Manifestations of tics in 1663 were described by W. Drage (cited by A. Lis [1]). Until the end of the 19th century, tics were considered as manifestations of one of the variants of chorea. The first clinical description of tics was made by Trousseau in 1873, although he also considered them as an incomplete variant of chorea (cited by H. Rickards [2]). JM Charkot considered tics as a mental illness masquerading as a bodily form (cited from [3]), and instructed his student G. Gilles de la Tourette to study the group of hyperkinesis in more detail. In 1884-1885. the latter noted that tics are characterized by onset in childhood, occur more often in men, have a wave-like course, and more often affect the face and hands (cited by A. Lis [1]).

Tics are a common disease, especially in childhood. Thus, S. Amiri et al. [4] found vocal tics in 3.2% of Iranian schoolchildren and motor tics in 7.3%. According to L. Scahill et al. [5], transient tics occur in 20% of children. On average, 3-4% of children in the population suffer from a chronic form of the disorder [6]. According to E. Cubo et al. [7], chronic tics occur in Spain in 6% of children, while Brazilian authors H. Alves and E. Quagliato [8] provide information about the occurrence of this disorder in 2.3% of cases, and S. Yang et al. [9] note this pathology in Chinese children in 1.2% of cases. D. Cath et al. [10] believe that in 90% of cases, tics begin between the ages of 3 and 15 years, and M. Robertson [11] limits this time to 4-8 years. According to our observations [12], the average age of onset of tics is 6.7±2.1 years. Moreover, the average age of onset of transient tics is 7.9±1.9 years, and the average age of onset of chronic tics is 5.8±1.6 years, which indicates that an earlier age of onset of tics is a prognostically unfavorable sign.

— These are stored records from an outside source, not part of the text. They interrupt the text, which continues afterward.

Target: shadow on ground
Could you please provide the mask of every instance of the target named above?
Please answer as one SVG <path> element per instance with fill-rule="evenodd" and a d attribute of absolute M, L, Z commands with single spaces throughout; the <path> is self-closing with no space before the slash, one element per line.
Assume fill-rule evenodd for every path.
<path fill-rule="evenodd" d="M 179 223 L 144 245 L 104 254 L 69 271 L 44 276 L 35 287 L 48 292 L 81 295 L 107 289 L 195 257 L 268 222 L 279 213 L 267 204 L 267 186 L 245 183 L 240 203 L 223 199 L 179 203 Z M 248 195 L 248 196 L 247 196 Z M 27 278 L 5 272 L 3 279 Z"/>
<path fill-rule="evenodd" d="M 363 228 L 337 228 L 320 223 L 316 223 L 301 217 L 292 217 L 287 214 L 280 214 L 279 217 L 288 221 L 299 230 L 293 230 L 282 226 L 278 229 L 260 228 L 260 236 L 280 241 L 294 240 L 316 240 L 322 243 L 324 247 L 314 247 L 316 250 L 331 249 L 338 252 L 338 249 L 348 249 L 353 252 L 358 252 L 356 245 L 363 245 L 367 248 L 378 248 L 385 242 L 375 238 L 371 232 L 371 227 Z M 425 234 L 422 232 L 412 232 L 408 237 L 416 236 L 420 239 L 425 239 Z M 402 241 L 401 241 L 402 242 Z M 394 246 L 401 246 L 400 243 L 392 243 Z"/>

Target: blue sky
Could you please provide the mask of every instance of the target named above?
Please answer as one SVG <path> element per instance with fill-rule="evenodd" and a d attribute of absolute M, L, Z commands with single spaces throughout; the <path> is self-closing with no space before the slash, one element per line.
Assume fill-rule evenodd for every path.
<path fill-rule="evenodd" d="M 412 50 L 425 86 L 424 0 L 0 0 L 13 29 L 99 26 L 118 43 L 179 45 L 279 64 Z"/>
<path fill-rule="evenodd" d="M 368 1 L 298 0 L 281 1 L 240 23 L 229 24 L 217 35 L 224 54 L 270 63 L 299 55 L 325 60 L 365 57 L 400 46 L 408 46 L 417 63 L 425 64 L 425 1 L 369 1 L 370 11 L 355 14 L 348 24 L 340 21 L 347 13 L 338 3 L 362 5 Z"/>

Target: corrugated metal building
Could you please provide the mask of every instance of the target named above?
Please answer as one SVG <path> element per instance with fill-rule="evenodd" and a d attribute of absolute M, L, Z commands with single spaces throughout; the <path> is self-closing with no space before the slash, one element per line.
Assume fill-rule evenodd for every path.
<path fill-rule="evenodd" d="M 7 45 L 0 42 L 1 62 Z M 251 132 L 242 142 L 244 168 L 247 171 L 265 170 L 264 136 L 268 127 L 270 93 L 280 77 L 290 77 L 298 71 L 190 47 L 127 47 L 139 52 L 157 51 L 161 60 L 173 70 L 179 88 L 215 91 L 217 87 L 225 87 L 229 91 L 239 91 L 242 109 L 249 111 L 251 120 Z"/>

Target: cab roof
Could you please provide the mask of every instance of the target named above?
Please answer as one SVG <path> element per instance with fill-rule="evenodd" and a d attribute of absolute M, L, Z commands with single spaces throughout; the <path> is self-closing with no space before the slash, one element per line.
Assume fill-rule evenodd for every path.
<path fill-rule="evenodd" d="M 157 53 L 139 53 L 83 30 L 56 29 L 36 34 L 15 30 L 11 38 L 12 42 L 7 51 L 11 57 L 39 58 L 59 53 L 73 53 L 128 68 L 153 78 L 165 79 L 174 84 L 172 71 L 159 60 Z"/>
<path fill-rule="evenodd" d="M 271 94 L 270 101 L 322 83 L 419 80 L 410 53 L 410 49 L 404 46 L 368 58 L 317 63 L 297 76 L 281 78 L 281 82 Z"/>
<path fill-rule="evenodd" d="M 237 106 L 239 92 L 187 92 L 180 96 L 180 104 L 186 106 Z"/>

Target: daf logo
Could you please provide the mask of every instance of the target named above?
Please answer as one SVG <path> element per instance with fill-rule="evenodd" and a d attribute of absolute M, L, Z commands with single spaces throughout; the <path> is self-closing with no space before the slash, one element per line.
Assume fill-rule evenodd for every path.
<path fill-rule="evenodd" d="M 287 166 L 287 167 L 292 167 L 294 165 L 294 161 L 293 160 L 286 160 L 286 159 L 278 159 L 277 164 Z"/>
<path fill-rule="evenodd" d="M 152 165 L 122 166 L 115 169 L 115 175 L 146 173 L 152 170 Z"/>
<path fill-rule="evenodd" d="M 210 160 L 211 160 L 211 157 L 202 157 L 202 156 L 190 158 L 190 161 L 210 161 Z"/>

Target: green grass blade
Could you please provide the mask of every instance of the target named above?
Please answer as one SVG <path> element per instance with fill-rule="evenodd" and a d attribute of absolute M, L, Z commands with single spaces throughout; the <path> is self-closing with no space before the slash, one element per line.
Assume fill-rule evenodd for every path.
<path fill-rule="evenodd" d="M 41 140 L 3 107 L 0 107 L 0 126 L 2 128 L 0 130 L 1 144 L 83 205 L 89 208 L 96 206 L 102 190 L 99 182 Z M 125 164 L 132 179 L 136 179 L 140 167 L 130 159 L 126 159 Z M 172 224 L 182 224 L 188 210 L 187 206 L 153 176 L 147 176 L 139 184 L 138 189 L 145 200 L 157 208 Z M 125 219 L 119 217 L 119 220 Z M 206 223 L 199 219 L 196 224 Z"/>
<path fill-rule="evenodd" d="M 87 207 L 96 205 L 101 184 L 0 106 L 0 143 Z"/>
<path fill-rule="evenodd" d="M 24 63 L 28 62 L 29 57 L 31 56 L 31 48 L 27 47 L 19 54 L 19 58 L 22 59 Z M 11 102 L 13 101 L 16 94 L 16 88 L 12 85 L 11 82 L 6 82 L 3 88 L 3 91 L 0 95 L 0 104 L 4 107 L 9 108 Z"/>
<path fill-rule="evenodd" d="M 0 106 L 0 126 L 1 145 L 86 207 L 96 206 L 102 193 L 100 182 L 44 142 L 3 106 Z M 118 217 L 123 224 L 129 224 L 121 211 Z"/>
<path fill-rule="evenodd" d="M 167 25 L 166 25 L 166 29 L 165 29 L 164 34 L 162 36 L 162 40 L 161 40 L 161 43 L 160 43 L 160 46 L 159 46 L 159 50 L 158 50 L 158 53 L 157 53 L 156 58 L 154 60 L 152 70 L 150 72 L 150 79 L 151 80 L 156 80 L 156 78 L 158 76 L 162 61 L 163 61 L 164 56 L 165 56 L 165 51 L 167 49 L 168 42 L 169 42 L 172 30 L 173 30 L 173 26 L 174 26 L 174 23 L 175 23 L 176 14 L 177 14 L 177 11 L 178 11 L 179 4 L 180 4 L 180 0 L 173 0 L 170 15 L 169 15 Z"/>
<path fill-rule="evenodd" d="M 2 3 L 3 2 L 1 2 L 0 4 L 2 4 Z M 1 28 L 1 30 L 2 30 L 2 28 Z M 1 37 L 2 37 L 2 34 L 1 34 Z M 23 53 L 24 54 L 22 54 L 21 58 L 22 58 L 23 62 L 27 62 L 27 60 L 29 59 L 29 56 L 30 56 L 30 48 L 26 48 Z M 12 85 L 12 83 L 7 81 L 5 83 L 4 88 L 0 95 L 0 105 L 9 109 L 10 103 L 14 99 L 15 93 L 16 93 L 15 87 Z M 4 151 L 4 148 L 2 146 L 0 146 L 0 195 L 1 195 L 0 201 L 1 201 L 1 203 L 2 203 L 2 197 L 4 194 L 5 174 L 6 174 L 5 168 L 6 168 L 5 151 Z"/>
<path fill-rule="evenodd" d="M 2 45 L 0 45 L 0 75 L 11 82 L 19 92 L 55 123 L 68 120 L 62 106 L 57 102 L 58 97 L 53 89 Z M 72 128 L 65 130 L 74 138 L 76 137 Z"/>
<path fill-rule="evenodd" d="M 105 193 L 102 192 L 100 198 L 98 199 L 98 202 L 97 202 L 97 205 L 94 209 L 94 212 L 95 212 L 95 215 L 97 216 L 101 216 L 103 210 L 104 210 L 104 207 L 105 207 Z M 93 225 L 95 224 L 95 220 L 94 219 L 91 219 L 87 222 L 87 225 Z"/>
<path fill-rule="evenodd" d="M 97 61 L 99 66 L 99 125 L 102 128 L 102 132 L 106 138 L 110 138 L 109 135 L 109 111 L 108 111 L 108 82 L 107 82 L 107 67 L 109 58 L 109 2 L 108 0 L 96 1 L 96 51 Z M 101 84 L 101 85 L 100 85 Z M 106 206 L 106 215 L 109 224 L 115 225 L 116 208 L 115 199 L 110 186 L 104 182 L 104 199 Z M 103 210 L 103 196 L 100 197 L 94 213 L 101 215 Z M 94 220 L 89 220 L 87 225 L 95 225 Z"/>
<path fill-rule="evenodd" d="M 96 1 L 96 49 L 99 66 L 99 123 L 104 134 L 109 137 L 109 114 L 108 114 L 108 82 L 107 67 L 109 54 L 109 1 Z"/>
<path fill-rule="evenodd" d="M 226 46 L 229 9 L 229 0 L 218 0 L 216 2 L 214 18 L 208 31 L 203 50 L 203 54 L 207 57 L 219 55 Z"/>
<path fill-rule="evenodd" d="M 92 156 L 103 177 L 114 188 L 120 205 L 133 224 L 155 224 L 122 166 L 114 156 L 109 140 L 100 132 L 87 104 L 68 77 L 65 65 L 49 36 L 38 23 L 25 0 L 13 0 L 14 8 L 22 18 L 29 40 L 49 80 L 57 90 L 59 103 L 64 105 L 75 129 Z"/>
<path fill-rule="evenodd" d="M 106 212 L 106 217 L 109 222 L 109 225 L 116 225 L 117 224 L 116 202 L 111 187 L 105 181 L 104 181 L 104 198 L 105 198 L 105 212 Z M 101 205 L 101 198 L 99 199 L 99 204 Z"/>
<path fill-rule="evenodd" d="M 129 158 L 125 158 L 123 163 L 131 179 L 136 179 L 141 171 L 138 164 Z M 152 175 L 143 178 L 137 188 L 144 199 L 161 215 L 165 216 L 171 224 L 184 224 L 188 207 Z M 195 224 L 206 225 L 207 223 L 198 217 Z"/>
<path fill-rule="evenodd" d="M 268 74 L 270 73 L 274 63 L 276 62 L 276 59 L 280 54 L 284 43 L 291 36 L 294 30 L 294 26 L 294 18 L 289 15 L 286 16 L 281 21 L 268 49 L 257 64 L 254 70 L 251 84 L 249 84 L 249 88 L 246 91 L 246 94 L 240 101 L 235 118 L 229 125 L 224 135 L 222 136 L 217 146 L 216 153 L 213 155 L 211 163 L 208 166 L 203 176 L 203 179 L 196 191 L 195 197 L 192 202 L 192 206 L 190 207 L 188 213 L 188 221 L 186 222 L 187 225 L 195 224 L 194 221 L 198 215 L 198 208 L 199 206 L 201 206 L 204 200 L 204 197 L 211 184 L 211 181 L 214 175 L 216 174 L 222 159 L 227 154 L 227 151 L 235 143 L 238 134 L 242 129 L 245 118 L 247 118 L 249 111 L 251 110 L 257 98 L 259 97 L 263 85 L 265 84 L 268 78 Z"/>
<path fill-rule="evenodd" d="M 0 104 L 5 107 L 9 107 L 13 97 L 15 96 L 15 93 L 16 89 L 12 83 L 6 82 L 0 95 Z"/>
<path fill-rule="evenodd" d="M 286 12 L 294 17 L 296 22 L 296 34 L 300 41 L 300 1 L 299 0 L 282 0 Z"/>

Genetic and immune mechanisms, perinatal pathology, as well as psychosocial factors play a role in the pathogenesis of tics.

Tics are a coordinated display of normal motor activity. A distinctive feature is their irresistible nature.

In most cases, tics are combined with comorbid pathology. Often it is the concomitant pathology, and not the hyperkinesis itself, that is the most maladaptive manifestation of the disease. So, according to V.P. Zykova et al. [13], most patients with a history of tics had delayed motor and speech development. According to the results of a neuropsychological study, the most typical for children with tics in these cases are disturbances in the dynamic praxis of attention, speech, memory, writing and auditory-motor coordination. Moreover, the severity of such disorders correlates with the severity and prevalence of hyperkinesis.

The comorbidity of tics and attention deficit hyperactivity disorder (ADHD) is generally accepted. According to our data [12], ADHD occurs in 48% of children with tics. But if in children with transient tics ADHD is diagnosed in 27.5% of cases, then in children with chronic tics - in 58.4%.

The noted features of tics, as well as their resistance to therapy, determine the relevance of this problem for pediatric neurology, especially with regard to the need to develop new approaches to the treatment of this disorder.

The purpose of this study is to clarify the severity of cognitive impairment in children with chronic tics and to evaluate the effectiveness of the use of the drug Cortexin as part of complex therapy.

Material and methods

The main group included 50 children aged 6-8 years with chronic motor tics. The comparison group consisted of 30 children with transient tics aged 6-8 years. The control group included 40 children of the same age without tics and other neurological and mental disorders.

The diagnostic examination included a clinical assessment of the manifestations of tics, a neurological examination, electroencephalography, and a psychological study. When assessing anamnestic data, we took into account hereditary history of tics, troubles in the perinatal period, and family and social history.

Mean tic frequency was calculated using the 5-point tic frequency scale from the Tourette' Syndrome Global Scale (TSGS). The severity of concomitant clinical manifestations of ADHD was assessed using the SNAP-IV scale. To determine the severity of asthenic disorders, the subjective asthenia rating scale (MFI-20) was used.

To study auditory-verbal memory, the memorization method according to A.R. was used. Luria. The level of attention was assessed using the psychophysiological test TOVA (The Test of Variables of Attention), based on the presentation of visual stimuli.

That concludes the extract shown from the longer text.